You should understand the risks of investing in the Notes and should reach an investment decision only after careful consideration, with your advisers, of the suitability of the Notes in light of your particular financial circumstances and the information set forth in this pricing supplement and the accompanying prospectus and prospectus supplement.
Risks Relating to Return and General Credit Characteristics
Your Investment is Subject to Reinvestment Risk in the Event We Elect to Call the Notes
We have the ability to call the Notes prior to the Maturity Date. In the event we decide to exercise the Call Provision, the amount of interest payable would be less than the amount of interest payable if you held the Notes until the Maturity Date. There is no guarantee that you would be able to reinvest the proceeds from an investment in the Notes at a comparable return for a similar level of risk following our exercise of the Call Provision. We may choose to call the Notes early or choose not to call the Notes early, in our sole discretion. In addition, it is more likely that we will call the Notes prior to maturity if a significant decrease in U.S. interest rates or a significant decrease in the volatility of U.S. interest rates would result in greater interest payments on the Notes than on instruments of comparable maturity, terms and creditworthiness then trading in the market.
The Notes are Subject to Interest Rate Risk and May be More Risky Than an Investment in Notes with a Shorter Term
The Notes are an investment in fixed interest rates. Instruments with fixed interest rates are generally more sensitive to market interest rate changes. The prices of long-term debt obligations generally fluctuate more than prices of short-term debt obligations as interest rates change. Generally, when market interest rates rise, the prices of debt obligations fall, and the value of a longer-term debt obligation will generally fall more quickly than that of a shorter-term debt obligation. This risk may be particularly acute because market interest rates are currently at historically low levels. You will not have the right to redeem the Notes early if market interest rates begin to rise, and the applicable Interest Rate on the Notes may be less than the interest you could earn on other investments with a similar level of risk available at such time. Therefore, an increase in market interest rates will adversely affect the value of your Notes.

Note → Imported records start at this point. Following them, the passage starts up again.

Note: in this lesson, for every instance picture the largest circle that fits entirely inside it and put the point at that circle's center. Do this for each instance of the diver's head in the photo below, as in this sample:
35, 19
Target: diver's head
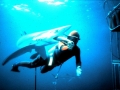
74, 36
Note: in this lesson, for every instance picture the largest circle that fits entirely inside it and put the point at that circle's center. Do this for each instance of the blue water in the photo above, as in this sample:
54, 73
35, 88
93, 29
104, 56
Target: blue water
87, 17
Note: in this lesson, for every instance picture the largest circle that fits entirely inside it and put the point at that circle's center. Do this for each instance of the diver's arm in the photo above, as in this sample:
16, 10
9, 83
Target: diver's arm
78, 63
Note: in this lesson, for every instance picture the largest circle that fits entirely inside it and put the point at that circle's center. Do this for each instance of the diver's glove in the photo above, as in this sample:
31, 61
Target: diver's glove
78, 71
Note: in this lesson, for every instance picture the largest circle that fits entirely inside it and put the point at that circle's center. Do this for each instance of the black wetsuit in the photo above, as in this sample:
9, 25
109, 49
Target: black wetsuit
60, 57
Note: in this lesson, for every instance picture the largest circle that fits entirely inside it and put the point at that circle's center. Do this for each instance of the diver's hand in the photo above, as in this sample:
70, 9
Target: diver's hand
70, 44
78, 71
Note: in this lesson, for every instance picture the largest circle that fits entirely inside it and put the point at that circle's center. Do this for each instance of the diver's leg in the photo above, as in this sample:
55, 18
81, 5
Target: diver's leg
33, 64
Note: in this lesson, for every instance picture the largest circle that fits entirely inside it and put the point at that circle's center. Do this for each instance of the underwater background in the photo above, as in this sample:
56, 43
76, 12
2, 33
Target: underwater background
88, 17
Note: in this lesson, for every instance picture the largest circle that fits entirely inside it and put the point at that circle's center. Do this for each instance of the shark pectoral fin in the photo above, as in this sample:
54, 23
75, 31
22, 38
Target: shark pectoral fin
41, 50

The Step-Up Feature Presents Different Investment Considerations than Fixed Rate Notes
You will most likely not earn the highest scheduled interest rates on the Notes if interest rates remain the same or fall during the term of the Notes because, as described above, we are likely to exercise the Call Provision before the realization of such highest scheduled interest rates. Therefore, you should invest in the Notes only if you are willing to accept the risks that (a) the Interest Rate on the Notes will never step up beyond the initial Interest Rate and (b) we may exercise the Call Provision as early as the First Call Date.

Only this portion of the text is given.